A landmark ICM survey for today’s Scotland on Sunday reveals a decline in the No vote from 46 per cent to 42 per cent over the past month. Over the same period, the Yes vote has remained steady at 39 per cent, resulting in a significant tightening of the gap between the two sides.
When the 19 per cent “don’t knows” are excluded from the equation, the No vote stands at 52 per cent, with 48 per cent in favour of Scotland going it alone. This is the highest level of Yes support to be recorded by an independently commissioned opinion poll.
Further analysis reveals that the 460,000 people who live in Scotland but were born in England could play a major role in the outcome of the referendum.
According to the survey, the 15 per cent of the 1,004 sample who were born in England are far more likely to vote No than their Scottish-born counterparts.
Only 28 per cent of English-born voters say they will vote Yes, compared with 58 per cent who say they will vote No.
This contrasts with Scots-born voters who, taken alone, are in favour of independence by 42 per cent to 40 per cent.
The small sample size means some caution is required. But yesterday Professor John Curtice, the Strathclyde University elections expert, acknowledged that the reluctance of English-born voters to embrace independence could prove crucial when votes are cast on 18 September.
“In a tight race, they could yet hold the key to the referendum,” Curtice said. “It is an indication that appealing to the non-Scots-born part of the population is rather more difficult for the Yes side to achieve.
“They are more likely to retain a sense of British identity and they are more likely to want to remain part of the UK. They are internal UK migrants.”

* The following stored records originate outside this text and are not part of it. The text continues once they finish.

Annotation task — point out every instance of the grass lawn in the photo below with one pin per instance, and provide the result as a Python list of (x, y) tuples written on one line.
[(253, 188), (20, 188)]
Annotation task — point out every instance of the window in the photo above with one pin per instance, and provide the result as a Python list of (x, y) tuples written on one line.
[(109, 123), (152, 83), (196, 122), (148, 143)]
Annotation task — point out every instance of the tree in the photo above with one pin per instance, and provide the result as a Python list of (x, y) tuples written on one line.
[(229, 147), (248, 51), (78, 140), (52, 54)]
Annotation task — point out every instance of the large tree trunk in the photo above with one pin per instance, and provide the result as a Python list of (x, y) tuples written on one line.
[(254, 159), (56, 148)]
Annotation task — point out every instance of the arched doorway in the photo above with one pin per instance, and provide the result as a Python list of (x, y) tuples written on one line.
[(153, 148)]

Looking at the responses to the independence question as a whole, Curtice said that today’s survey was the closest seen so far in the referendum campaign, which will heat up this week as both sides launch new poster campaigns in an attempt to win more people to their causes.
“This is another poll showing the No side is in a real battle if it wants to keep Scotland in the Union,” said Curtice. “When the ‘don’t knows’ are excluded, it is the highest Yes vote in a poll that has not been commissioned by a partisan organisation.”

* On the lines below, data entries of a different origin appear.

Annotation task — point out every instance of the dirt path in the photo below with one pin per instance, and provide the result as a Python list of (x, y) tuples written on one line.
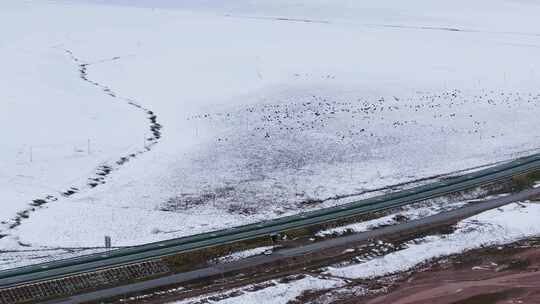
[(105, 169)]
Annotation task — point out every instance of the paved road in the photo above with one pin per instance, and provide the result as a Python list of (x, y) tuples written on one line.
[(62, 268), (431, 221)]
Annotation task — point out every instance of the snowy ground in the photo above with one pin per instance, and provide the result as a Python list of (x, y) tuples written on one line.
[(491, 228), (264, 105)]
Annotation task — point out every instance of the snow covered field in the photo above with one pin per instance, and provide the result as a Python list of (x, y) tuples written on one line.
[(265, 106), (491, 228)]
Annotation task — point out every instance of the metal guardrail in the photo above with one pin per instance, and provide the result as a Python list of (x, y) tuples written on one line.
[(61, 268)]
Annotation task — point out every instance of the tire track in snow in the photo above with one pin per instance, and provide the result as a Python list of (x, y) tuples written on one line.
[(105, 168)]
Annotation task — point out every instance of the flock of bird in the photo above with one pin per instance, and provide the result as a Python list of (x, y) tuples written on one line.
[(378, 117)]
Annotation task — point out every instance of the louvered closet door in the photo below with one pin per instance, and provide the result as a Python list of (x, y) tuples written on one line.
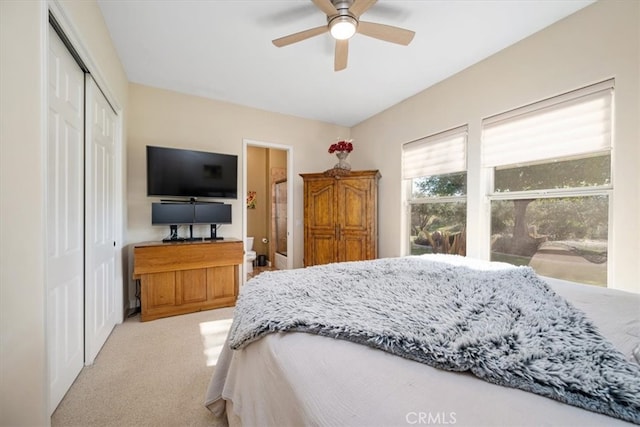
[(64, 211)]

The poll is the latest in a series of surveys that have made worrying reading for the Better Together campaign. This week, Labour will attempt to rejuvenate the No campaign by holding a meeting of its shadow cabinet in Glasgow on Friday.
In what promises to be a big week for Ed Miliband’s party, former prime minister Gordon Brown will speak from a Better Together platform for the first time on Tuesday when he will argue that an independent Scotland would struggle to cover escalating pension costs.
Until now, Brown has only spoken on constitutional matters under a Labour banner. His decision to join the cross-party Better Together will be seen as an attempt to bury his differences with Alistair Darling, the campaign leader.
Critics of Better Together’s strategy have suggested that Labour’s “big beasts”, such as shadow foreign secretary Douglas Alexander and shadow international development secretary Jim Murphy, should do more campaigning for the UK.
By holding its shadow cabinet north of the Border, Labour is signalling that its big players are stepping up their fight for the Union.
All members of Labour’s top team will be out campaigning for a No vote from Inverness to the Borders.
The shadow Scottish secretary, Margaret Curran, said: “This week we will be saying loud and clear that the best prospects for a stronger Scotland lie with Scotland remaining part of the United Kingdom.”
Last night, Scotland on Sunday’s poll was welcomed by Yes Scotland’s chief executive, Blair Jenkins.
He said: ‘This is another very encouraging poll – the narrowest gap in the campaign so far and a swing of just two points is all that is needed to put Yes ahead, which we are confident of achieving.
“Our latest poster campaign shows that we are stepping up activity further in the months ahead to achieve a Yes vote on 18 September – and deliver a fairer, more prosperous country to benefit everyone who lives here.”
Jenkins added: “The extreme negativity of the No campaign is proving a major turn-off for voters, and month by month they are paying the price.”
Better Together’s campaign director, Blair MacDougall, said he was unsurprised that people born in England were in favour of retaining the Union.
“It’s no surprise that people born elsewhere in the UK now living in Scotland strongly support keeping the UK together.
“With such strong bonds of culture, history and family it’s clear that we are stronger and better together as part of the UK,” MacDougall said.
On the poll’s overall independence finding, MacDougall said: “This poll shows support for leaving the UK at the same level as last month and is just the latest poll to show a majority of Scots want to remain in the UK.
“Whilst it is welcome that there is a majority in favour of keeping the UK together, this poll is a reminder that there can be no complacency from those who believe that the brightest future for Scotland is to remain in the UK.”
He added: “With the launch of our advertising campaign tomorrow and a big grassroots campaign push, we will be fighting hard for every single vote between now and polling day. Everybody who wants to keep Scotland in the UK needs to play their part.”